We just celebrated Carter's 6th birthday on the 24th of July. He is such a sweet boy, so kind and giving and fun loving. We decided as a family that the week of our birthday we get to choose an activity to do together as a family...anything we want to do...and on the actual day, we get to have a special birthday dinner of our choosing and then open presents from mom and dad and siblings. And of course grandma and grandpa, since they wouldn't be here if it wasn't for them, right? We also get to choose what birthday treat we want, like a traditional cake and ice cream, or something totally different! For us, we don't feel the need to stress out and spend additional money throwing a huge fancy party....honestly, as the mom, I really can't enjoy my kids birthdays when I feel like I have to do it BIG. Russ and I are just simple folk anyways. 

So mister Carter chose chicken salad sandwiches and watermelon for his dinner. Yum! And he had a fabulous brownie pudding whipped cream kinda "cake" for his dessert. He chose to go to Blast Off in Idaho Falls for our family activity. He got a real bow with arrows (that he LOVES), baseball glove, Superman toy, transformer toy, and a few treats that he was so sweet to share with his sisters....now that's love. And the best part was he was happy and gracious and a joy to be with. The day before his birthday I was talking with Anna and Carter about how we were going to do birthdays and they wouldn't be getting lots of presents.
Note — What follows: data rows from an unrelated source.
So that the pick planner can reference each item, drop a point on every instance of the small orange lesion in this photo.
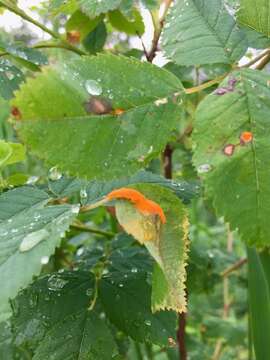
(143, 204)
(246, 137)
(15, 112)
(73, 37)
(118, 111)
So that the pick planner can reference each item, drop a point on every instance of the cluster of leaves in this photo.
(97, 117)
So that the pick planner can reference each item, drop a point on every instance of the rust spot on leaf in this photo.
(16, 113)
(118, 111)
(98, 106)
(246, 137)
(73, 36)
(143, 204)
(229, 88)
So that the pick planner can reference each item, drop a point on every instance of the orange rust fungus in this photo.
(73, 36)
(246, 137)
(16, 113)
(143, 204)
(229, 149)
(118, 111)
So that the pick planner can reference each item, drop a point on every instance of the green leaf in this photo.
(202, 32)
(11, 153)
(131, 311)
(29, 231)
(10, 78)
(259, 284)
(131, 26)
(95, 41)
(66, 135)
(88, 338)
(255, 14)
(167, 243)
(82, 23)
(256, 40)
(70, 330)
(94, 8)
(237, 183)
(95, 190)
(58, 7)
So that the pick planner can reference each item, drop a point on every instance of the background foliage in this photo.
(170, 98)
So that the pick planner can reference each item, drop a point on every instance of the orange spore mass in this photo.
(118, 111)
(143, 204)
(246, 137)
(73, 36)
(16, 113)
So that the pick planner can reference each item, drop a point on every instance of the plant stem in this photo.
(80, 226)
(205, 85)
(256, 59)
(181, 336)
(167, 161)
(138, 351)
(158, 26)
(63, 44)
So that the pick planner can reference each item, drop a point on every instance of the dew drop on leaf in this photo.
(44, 260)
(55, 283)
(54, 174)
(148, 322)
(204, 168)
(32, 239)
(93, 87)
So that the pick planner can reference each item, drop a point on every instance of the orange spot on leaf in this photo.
(16, 113)
(143, 204)
(229, 149)
(73, 37)
(118, 111)
(246, 137)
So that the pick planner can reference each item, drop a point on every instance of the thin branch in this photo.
(181, 336)
(234, 267)
(157, 30)
(205, 85)
(256, 59)
(55, 35)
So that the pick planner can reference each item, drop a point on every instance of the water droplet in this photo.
(54, 174)
(204, 168)
(80, 251)
(83, 194)
(44, 260)
(93, 87)
(161, 101)
(10, 75)
(55, 283)
(32, 239)
(32, 180)
(74, 209)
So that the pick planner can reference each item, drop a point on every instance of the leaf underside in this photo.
(167, 243)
It made me so happy to hear Anna's reply, "Mom, what's important is having fun and getting to spend time with each other, so it doesn't matter how many presents we get." I know it's going to be hard sometimes for them. It was hard for me, as a kid and teenager and even adult at times, to want more than what I had. Any human being will feel that way at times. But as my life goes on, I learn from experience that as fun as it is to get new things here and there, the happiness wanes.....but the happiness I feel when I am surrounded by my husband and children only grows stronger with time. And I know that as Russ and I put more emphasis on spending quality time with our children, they will learn it too.....because they already are. 







HAPPY BIRTHDAY Carter bug!!! We're gonna love you forever!!!!

2 comments:

Erica Bazil said...

I loved your post. I think it's a wonderful idea to simply make the day (or week) about the birthday child - because it is! Ha ha. We kind of have the same idea - do an activity/have dinner of person's choice too. Our favorite birthdays are simply with one another as well. However, I like the idea of a party once in a while so we've started wondering if we should do one party for one child a year and rotate it (one year Cash would get to have a party, the next year, Vanna would and the next, Rosie). That way I don't get stressed about doing so many parties and they don't expect sooo much all the time. Our other idea is to do a party for each kid every four years. I thought of this because it seems that within the church there are four year milestones that are worth celebrating. At age 8 we get baptized, at age 12 we get the priesthood, at age 16 we get to date... and we have picked certain gifts to mark those milestone birthdays as something special (at age 8 you can get your ears pierced or get your first pocket knife to prepare for scouts, at age 12 you get your first suit to pass the sacrament in or can start wearing makeup, etc.) These are just a couple ideas I've come across and liked if your interested! :)

Cathrynn said...

I loved this post. My little girl has been asking for everything for her next birthday. It is I want I want I want. I hope she understands that we love her even when she doesn't get everything she wants. I hope she remembers the fun things we do as a family.